Building attractive, high-quality and sustainable urban areas and increasing competitiveness is a common challenge for Central Baltic cities. By 2020, approximately 80% of Europeans live in urban areas. Due to migration, cities are becoming denser and green space is scarce. Lack of available urban land may cause a lack of business space, higher housing costs, increased congestion and urban sprawl with negative impacts on both environment and competitiveness.
The demand for land in and around cities is acute, and changes in the land use are rapid and often conflicting. Instead of using unspoiled habitats like green areas, brownfields can satisfy the need for land and intensify the land use in urban areas. Redevelopment of brownfields into city districts where modern, sustainable solutions are combined with history and cultural heritage has the potential to make cities more attractive to invest in and create conditions necessary for sustainable development.
Brownfields – a problem or an opportunity?
Brownfields can be defined as areas that have been affected by former use such as industry or infrastructure. Cities have several types of sites that are being underused or the current use does not fit to the overall urban structure and the land is in need of redevelopment. Brownfields can be considered as a problem and an opportunity. The key challenge related to the regeneration of brownfield sites is the complexity of the process and the large amount of stakeholders involved with differing interests.
Although the main responsibility for urban development lies with local authorities, cooperation and integrated planning approach within the various units of local administration but also between public, private and third sector is necessary in order to address the challenge efficiently and find good solutions for the area. However, Central Baltic cities are often lacking of structured, integrated planning and partnership models for revitalization of urban space that would help to ensure the active participation of all relevant stakeholder groups in formulation of common goals and plans, making sure that all available resources are directed for the development. Baltic Urban Lab project aims to tackle this challenge.

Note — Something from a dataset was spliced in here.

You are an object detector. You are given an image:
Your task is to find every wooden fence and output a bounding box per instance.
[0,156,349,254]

Co-creation and strengthening partnerships – a solution?
The project promotes urban planning that is seen more as a co-creation of concepts and solutions on urban challenges in cooperation with different actors in the society than an activity performed solely by the local authorities and that goes beyond the land-use planning. Brownfields are seen as Urban Labs – collaborations of PPP-partnerships, in which stakeholders innovate, co-create and test new designs, solutions and services in real-life environments e.g. on mobility, services, housing and energy.

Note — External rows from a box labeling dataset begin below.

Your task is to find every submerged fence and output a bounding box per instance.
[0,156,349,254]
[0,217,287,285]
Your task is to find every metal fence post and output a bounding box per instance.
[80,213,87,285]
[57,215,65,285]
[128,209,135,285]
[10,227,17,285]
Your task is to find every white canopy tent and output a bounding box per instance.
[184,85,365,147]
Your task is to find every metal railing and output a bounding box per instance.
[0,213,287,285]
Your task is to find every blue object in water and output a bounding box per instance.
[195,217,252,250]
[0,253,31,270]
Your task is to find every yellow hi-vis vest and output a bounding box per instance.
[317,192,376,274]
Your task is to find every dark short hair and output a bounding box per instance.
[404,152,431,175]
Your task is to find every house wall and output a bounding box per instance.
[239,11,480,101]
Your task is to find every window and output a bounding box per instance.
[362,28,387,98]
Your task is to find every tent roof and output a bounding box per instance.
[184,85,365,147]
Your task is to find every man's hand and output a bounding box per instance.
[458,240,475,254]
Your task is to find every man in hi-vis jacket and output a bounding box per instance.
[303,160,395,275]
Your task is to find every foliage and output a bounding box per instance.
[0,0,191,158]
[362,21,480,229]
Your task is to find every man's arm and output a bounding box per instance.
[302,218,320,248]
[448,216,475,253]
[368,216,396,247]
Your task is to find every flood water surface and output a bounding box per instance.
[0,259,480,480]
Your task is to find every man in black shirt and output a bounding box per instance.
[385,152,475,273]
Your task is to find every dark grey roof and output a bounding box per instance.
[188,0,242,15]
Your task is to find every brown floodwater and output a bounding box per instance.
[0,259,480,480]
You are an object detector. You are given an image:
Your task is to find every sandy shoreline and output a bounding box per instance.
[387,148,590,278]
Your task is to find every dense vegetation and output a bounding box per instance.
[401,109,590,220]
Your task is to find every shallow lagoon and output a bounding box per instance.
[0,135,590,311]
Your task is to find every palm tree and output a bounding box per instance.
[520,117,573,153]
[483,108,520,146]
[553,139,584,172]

Through the co-creative planning process the local authority, land and real estate owners and developers, service providers, local businesses, citizens cooperate in the planning and design of the brownfield sites from the outset of the process. The city acts as visionary, enabler and facilitator of local networking encouraging planners, developers and citizens to work together and produce feasible strategies and concrete solutions for the brownfield sites. Thus, the project aims to bridge the gap between city-led and private-led development and find new ways to overcome the lack of a common vision and understanding. The project also facilitates fast piloting of solutions with commercial potential by better integration of planning and implementation processes. Through improving PPP-partnerships and dialogue, the project strengthens the role of urban planning as a strategic tool to promote all pillars of sustainable development.